Par Vanessa

Pour des raisons de sécurité personnelle, Elle se prénommera F.
Courtaude et rondouillarde, F. a la cinquantaine bien sonnée. Pour celui qui ne connaîtrait pas l’âge de la demoiselle, on lui en donnerait facilement dix de plus tant elle fait vieille fille. F n’a pas de mari. F. n’a pas d’enfants. F. n’a pas de famille.

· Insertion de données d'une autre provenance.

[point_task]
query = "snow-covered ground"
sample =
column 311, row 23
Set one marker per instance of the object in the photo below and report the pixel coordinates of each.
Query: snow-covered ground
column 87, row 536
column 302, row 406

F. a un travail auquel elle a décidé de consacrer toute sa vie, … aux corps défendants de ses employés-esclaves qu’elle mène d’une main de fer.
Dès huit heures du matin, elle est à son poste de travail. Ses lunettes, chaussées sur l’arête de son nez aquilin, lui permettent d’affûter sa surveillance maniaco-psychotique. Rien ne doit lui échapper : aussi bien les arrivées tardives, les pauses cigarettes intempestives, les déjeuners à rallonge que les départs précipités et j’en passe. L’indiscipline la rend dingue !
Lorsque l’un de ses subordonnés commet la moindre faute, elle scande, de sa voix suraiguë, le nom dudit fautif faisant résonner l’heure du châtiment dans tout l’étage. Puis, la porte de son bureau claque. A cet instant, tout un chacun peut l’imaginer, rouge comme une tomate, prête à faire pleuvoir hurlements et reproches sur le pauvre hère tétanisé.
F. a l’emportement facile et l’encouragement inexistant. F. est mauvaise et acariâtre. F. n’a pas d’amis. Ces dossiers de recouvrement sont ses amis. Son travail est sa raison d’être. F. ne connaît aucune autre règle de vie que celle-ci, cette dernière devant bien évidemment s’appliquer de la même façon à l’ensemble de ses sujets. Ses esclaves ne doivent se commettre ni dans la facilité ni dans l’oisiveté. Les mots d’ordre sont les suivants : discipline, travail, obéissance et abnégation en toutes circonstances.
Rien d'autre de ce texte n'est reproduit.